Again, we see the rise and fall of the distribution in number form and that the peak is slightly shifted towards zero and centered on 3-4 successes, as we saw in the earlier simulation and would expect from the underlying probabilities.

We also see that the probabilities sum to 1.0 (allowing for some floating point error):

sum(prob for k, prob in yellow_binom_dist)
1.0000000000000007

Now let’s plot this distribution side-by-side with the simulation results from earlier:

plt.clf()

fig, axes = plt.subplots(1, 2, figsize=(12, 6))
axes = axes.flatten()

x_values, y_values = zip(*yellow_binom_dist)
axes[0].set_title("Probability Distribution of YELLOW results")
axes[0].bar(x_values, y_values, align='center', color=COLOR_LOOKUP["YELLOW"], width=1)

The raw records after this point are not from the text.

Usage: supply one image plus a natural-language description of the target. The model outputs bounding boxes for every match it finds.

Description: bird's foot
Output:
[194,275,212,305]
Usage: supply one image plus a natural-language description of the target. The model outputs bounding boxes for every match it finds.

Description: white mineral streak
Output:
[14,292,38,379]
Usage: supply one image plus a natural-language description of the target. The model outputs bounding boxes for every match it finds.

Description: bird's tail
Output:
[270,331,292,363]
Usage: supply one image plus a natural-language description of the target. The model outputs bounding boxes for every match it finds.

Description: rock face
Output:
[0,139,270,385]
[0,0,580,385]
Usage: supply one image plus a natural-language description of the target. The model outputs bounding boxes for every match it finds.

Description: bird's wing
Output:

axes[1].set_title(f"Sim Distribution of YELLOW dice")
axes[1].hist(yellow_distribution, bins=10, color=COLOR_LOOKUP["YELLOW"])
axes[1].set_xlim(right=10)

plt.suptitle("Side-by-side comparison of binomial and simulated distributions")
plt.show()
<Figure size 640x480 with 0 Axes>

png

As expected, the distributions look identical!

Part 3 - Including Wild Results in “Pure Math”

We can follow the same approach to compute our probability distribution for the number of BLACK results.

b_prob = 1 / 12
black_binom_dist = list((k, binomial_probability(n, k, b_prob)) for k in range(n + 1))

plt.clf()

fig, axes = plt.subplots(1, 2, figsize=(12, 6))
axes = axes.flatten()

x_values, y_values = zip(*black_binom_dist)
axes[0].set_title("Probability Distribution of BLACK results")
axes[0].bar(x_values, y_values, align='center', color=COLOR_LOOKUP["BLACK"], width=1)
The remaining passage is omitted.